Ещё один поход, ещё одно разорение Русской земли. Ярлык на великое княжение был снова перекуплен Дмитрием, но борьба с Тверью не прекращалась, и даже не ясен казался пока перевес Москвы.

У Мефодия, ученика Сергия, который поселился на Песноше, невдалеке от Дмитрова, взятого и разорённого тверичами, на Фоминой неделе тверские ратные сожгли монастырь. Жечь там, как и грабить, было нечего. Часовенка, которую, в подражание учителю, Мефодий срубил, да келья с баню величиной - вот и всё строение. Правда, осенью к Мефодию поселились два брата инока и срубили себе вторую келью, более просторную, разделённую на две половины, поварню с чёрной глинобитной печью и молельню, холодную, зато чистую горницу, где братья поместили принесённую с собой икону святителя Николая новгородского письма и крохотный, в ладонь, образ Богоматери.

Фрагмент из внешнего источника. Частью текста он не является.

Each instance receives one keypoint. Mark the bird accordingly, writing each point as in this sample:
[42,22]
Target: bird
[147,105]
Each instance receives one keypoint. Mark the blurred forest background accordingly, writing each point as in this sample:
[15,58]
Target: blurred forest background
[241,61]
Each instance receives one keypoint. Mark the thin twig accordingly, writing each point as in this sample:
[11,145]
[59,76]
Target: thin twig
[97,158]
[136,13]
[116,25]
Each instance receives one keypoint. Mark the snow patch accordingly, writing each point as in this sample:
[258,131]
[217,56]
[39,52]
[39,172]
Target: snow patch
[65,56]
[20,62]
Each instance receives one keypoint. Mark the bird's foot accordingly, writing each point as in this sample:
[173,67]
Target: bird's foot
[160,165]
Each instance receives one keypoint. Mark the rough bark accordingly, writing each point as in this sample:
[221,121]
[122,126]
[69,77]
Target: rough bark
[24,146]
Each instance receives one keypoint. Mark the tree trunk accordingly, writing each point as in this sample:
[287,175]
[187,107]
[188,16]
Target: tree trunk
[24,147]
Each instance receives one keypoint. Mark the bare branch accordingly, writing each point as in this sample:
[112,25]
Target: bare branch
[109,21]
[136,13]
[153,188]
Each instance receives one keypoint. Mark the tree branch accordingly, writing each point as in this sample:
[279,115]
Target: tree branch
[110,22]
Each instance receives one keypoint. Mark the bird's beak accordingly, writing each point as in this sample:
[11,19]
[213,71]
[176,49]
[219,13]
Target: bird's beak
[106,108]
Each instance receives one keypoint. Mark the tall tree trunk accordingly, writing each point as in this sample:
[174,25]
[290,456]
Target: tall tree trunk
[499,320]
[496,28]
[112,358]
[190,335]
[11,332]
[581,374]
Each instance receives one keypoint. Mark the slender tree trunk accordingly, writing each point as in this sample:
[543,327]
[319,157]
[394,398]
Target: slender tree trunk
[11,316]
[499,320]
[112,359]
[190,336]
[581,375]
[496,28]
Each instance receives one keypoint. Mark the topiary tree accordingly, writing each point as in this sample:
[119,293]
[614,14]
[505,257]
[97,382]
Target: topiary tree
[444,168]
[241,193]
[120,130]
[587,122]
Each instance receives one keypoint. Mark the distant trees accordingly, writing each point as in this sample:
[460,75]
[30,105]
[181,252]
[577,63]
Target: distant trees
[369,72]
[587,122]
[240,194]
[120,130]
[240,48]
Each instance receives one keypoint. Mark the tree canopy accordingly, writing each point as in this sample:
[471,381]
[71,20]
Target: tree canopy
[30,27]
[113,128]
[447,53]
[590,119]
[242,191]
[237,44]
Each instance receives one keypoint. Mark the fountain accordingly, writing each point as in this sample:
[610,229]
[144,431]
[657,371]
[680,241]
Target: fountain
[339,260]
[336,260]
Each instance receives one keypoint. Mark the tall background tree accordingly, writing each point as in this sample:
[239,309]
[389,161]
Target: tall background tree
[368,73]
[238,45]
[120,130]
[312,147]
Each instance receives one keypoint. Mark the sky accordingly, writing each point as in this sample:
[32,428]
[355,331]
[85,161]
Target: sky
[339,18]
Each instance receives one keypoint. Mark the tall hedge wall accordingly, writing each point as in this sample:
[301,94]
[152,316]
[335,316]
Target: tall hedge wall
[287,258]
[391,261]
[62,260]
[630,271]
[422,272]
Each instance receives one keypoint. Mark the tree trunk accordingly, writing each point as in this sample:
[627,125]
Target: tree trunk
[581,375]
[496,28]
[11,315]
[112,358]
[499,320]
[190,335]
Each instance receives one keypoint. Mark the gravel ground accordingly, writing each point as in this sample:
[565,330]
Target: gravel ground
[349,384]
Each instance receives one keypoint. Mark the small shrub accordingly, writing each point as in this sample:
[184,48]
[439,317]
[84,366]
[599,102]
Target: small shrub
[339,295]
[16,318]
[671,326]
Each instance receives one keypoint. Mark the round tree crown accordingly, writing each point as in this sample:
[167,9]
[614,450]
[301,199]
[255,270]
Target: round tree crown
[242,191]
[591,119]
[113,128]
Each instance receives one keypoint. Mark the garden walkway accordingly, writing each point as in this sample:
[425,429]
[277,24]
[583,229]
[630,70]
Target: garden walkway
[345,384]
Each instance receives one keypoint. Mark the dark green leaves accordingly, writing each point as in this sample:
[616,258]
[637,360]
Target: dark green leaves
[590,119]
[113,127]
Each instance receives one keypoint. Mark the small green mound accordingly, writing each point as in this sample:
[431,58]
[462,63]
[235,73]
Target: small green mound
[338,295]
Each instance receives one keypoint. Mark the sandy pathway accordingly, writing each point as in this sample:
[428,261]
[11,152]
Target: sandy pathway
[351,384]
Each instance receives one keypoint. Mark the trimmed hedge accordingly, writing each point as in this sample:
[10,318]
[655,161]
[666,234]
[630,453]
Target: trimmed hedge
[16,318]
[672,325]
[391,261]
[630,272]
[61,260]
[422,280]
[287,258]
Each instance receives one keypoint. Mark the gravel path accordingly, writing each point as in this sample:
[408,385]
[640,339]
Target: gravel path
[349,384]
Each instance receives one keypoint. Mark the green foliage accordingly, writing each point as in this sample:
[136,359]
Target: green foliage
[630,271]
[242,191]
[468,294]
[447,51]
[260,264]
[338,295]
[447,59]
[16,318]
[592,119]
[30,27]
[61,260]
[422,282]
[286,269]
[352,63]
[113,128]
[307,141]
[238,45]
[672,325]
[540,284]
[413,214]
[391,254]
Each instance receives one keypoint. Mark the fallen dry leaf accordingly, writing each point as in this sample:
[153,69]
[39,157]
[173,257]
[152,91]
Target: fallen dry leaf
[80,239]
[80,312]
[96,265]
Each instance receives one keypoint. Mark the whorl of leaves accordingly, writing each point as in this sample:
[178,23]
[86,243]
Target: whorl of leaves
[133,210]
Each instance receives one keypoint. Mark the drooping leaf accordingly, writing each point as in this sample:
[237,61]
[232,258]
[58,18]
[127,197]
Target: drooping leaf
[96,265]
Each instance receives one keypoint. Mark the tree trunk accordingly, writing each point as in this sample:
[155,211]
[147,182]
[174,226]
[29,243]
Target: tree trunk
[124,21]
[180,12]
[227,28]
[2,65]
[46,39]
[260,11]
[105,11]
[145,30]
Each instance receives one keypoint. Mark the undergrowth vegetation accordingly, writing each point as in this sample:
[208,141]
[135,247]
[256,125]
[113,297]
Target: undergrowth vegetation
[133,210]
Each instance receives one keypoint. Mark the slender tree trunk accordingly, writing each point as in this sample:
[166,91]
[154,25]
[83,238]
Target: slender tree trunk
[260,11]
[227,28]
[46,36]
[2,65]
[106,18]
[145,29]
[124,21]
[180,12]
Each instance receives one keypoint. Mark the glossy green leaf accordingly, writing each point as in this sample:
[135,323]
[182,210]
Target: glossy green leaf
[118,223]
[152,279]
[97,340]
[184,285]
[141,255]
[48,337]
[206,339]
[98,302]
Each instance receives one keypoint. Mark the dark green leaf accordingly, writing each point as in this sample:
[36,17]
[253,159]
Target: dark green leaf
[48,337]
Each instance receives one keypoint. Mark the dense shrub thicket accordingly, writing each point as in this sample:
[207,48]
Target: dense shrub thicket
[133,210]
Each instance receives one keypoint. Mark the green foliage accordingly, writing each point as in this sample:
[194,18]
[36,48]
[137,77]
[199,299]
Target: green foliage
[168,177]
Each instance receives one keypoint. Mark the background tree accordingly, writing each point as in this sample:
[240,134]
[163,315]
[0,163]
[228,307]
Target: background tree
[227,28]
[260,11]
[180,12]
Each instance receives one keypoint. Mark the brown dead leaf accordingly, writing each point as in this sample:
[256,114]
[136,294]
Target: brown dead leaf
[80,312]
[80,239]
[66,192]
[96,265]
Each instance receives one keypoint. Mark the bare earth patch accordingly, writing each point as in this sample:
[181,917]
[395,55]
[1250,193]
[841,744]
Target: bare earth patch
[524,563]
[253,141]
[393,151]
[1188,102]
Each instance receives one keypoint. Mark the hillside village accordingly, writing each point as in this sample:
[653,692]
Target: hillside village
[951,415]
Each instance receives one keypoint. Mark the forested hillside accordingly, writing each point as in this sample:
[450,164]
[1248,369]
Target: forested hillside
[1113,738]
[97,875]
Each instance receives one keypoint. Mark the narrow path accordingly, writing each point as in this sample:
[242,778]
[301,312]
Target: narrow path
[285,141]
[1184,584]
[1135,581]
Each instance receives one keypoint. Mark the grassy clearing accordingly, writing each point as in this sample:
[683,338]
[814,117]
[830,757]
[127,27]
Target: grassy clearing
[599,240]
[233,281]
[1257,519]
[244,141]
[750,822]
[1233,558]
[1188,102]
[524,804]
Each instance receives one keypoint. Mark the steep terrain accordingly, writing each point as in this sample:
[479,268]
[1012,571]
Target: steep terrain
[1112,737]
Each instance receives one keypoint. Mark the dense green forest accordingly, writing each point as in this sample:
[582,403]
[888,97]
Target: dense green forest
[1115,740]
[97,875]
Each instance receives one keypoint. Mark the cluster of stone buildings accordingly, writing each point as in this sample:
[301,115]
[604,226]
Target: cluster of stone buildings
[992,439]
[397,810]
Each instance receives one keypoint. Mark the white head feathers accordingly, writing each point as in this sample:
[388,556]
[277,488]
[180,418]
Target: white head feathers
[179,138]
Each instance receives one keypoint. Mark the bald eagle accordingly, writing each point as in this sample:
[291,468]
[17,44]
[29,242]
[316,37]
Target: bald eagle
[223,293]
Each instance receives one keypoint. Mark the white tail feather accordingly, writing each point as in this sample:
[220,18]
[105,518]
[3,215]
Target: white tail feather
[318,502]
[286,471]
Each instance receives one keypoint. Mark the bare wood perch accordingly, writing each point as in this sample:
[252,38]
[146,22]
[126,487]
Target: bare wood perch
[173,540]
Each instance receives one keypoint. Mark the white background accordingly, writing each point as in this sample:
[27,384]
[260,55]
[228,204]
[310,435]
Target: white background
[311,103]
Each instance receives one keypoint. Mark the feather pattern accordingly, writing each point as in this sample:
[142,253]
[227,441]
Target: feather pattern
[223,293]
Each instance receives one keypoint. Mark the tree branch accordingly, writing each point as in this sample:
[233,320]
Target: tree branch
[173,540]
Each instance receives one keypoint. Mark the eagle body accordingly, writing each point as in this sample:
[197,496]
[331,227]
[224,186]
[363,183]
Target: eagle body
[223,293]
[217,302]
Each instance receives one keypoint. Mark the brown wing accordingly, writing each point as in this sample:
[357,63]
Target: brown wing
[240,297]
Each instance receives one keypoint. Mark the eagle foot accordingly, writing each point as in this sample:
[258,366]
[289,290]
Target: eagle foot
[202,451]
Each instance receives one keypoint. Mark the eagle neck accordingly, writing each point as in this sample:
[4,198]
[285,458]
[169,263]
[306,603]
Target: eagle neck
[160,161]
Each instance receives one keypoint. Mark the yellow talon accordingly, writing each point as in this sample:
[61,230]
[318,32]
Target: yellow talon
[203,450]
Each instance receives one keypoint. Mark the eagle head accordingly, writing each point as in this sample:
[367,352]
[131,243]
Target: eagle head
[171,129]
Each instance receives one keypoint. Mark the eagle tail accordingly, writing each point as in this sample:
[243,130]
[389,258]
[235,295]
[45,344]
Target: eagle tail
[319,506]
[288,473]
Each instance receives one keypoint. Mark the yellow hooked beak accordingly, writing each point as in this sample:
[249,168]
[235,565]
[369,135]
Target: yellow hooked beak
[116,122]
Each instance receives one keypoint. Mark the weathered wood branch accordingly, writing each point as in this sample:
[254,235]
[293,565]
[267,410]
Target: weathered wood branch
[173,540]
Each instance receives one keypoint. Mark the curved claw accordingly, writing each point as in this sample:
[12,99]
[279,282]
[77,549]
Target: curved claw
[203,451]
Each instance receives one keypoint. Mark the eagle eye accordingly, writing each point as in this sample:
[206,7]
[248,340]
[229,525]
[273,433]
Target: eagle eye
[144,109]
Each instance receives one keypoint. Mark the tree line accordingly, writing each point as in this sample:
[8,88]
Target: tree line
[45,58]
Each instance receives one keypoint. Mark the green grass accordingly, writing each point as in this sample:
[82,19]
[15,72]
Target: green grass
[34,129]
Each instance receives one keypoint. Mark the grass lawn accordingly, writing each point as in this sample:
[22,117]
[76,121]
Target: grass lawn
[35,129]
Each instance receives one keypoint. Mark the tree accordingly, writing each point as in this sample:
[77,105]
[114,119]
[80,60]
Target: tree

"Что там было жечь и зачем? - думал Сергий, шагая по мягкой от влаги дороге. - Не наозоровал ли местный боярин в страхе за свои угодья, чая свалить пакость на тверичей?" Он устремился в путь, никому ничего не сказав, захватив с собой мешочек сухарей, несколько сушёных рыбин и топор. Мефодию надо помочь. Будут и ещё разорения и поджоги, но сейчас, Сергий чувствовал, Мефодий был в обстоянии и нуждался в ободрении учителя.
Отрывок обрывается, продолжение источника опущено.